The option to send animals to other states allows up to 30 to be adopted at one time, which is a significant increase from the one or two that may be adopted at local events, she said.

Grading is being done now for the second outside transport shelter. Allen said she was not sure what the total cost of the project would be.

Beyond assisting with fundraising, the main purpose of the advisory board is to provide basic support to the shelter wherever needed, particularly in coordinating the volunteers.

“We have volunteers come and go,” Allen said. “Sometimes they’ll be short-staffed as far as getting animals walked, things like that.

“We just thought it would be easier to have a board that would help organize volunteers,” she added. Now, there are around 15 people who volunteer their time at the shelter, mostly on the weekends.

The other advisory board members are Karen Walker, Peggy Baxley, Amber Mull Cahill, Julie Henson and Linda Long.

“You know, many of us have full-time jobs and I think a lot of people don’t volunteer because they feel like they have too many other things going on in their lives,” Cahill said.

She said potential volunteers shouldn’t worry about what they can do, but focus on what help they can offer.

The advisory board will help with some fundraising efforts, including the upcoming Harvest Balloon Festival on Oct. 19, but it will also focus on encouraging more community involvement.
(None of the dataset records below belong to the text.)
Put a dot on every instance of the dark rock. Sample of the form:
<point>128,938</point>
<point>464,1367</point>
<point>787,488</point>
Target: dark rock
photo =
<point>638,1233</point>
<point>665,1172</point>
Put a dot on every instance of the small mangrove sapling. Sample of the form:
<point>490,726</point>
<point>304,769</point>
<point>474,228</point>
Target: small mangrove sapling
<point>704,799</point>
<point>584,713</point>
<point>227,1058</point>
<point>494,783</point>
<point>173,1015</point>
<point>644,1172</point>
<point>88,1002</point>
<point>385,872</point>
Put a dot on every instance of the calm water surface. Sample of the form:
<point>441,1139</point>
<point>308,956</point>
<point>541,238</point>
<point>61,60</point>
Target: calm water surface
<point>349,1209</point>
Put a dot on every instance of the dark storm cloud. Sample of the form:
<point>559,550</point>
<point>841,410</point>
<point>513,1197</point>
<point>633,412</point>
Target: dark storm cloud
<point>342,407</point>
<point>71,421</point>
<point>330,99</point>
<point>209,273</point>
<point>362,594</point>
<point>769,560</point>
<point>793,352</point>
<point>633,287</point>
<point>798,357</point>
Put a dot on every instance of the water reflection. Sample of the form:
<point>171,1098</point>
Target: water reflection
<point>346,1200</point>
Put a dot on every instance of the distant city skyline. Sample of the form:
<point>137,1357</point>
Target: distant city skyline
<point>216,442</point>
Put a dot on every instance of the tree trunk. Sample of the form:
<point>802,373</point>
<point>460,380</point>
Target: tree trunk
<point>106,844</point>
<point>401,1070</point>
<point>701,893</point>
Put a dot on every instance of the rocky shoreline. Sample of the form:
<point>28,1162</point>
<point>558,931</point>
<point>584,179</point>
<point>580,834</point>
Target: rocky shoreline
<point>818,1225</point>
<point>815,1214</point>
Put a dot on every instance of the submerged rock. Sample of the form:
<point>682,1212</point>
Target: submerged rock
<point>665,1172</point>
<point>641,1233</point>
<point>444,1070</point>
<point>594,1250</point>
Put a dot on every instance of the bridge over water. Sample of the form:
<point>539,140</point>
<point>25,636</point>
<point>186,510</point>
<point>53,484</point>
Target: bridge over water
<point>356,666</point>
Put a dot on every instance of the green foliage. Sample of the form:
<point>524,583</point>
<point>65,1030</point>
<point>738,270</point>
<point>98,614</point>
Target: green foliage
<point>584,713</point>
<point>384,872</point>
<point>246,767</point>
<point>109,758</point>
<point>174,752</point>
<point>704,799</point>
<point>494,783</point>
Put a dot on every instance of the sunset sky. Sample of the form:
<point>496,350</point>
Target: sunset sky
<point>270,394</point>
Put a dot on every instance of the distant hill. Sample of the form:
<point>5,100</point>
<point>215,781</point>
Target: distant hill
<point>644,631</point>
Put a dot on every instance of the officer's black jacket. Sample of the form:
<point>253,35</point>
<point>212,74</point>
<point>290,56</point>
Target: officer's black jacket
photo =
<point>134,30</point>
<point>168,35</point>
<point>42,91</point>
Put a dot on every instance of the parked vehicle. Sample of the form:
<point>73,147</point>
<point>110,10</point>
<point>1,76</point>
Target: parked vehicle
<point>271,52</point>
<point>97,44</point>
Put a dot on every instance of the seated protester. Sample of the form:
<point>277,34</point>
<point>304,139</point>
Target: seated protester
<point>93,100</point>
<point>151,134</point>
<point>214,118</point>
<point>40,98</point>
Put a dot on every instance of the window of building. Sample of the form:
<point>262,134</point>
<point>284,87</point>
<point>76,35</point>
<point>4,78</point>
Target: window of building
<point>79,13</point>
“We go in schools to do education with kids,” Allen said. “We have Eagle Scouts earning their Eagle badge by doing projects, we’re talking to a Girl Scout troop right now that wants to come in and earn their bronze medal by doing something.”

She added that tours for the public can be scheduled, and the group is also on Facebook.

It will be providing assistance with the Spay/Neuter Coalition’s outreach to Hall County on Saturday at Mulberry Creek Park in Flowery Branch. The coalition offers free spaying and neutering services to Hall residents. For more information on the outreach event, visit SpayNeuterCoalition.org or its Facebook page under Spay/Neuter Coalition.

“I think, for us, it’s just raising awareness for volunteering and making it so everything is all about the animals,” Cahill said.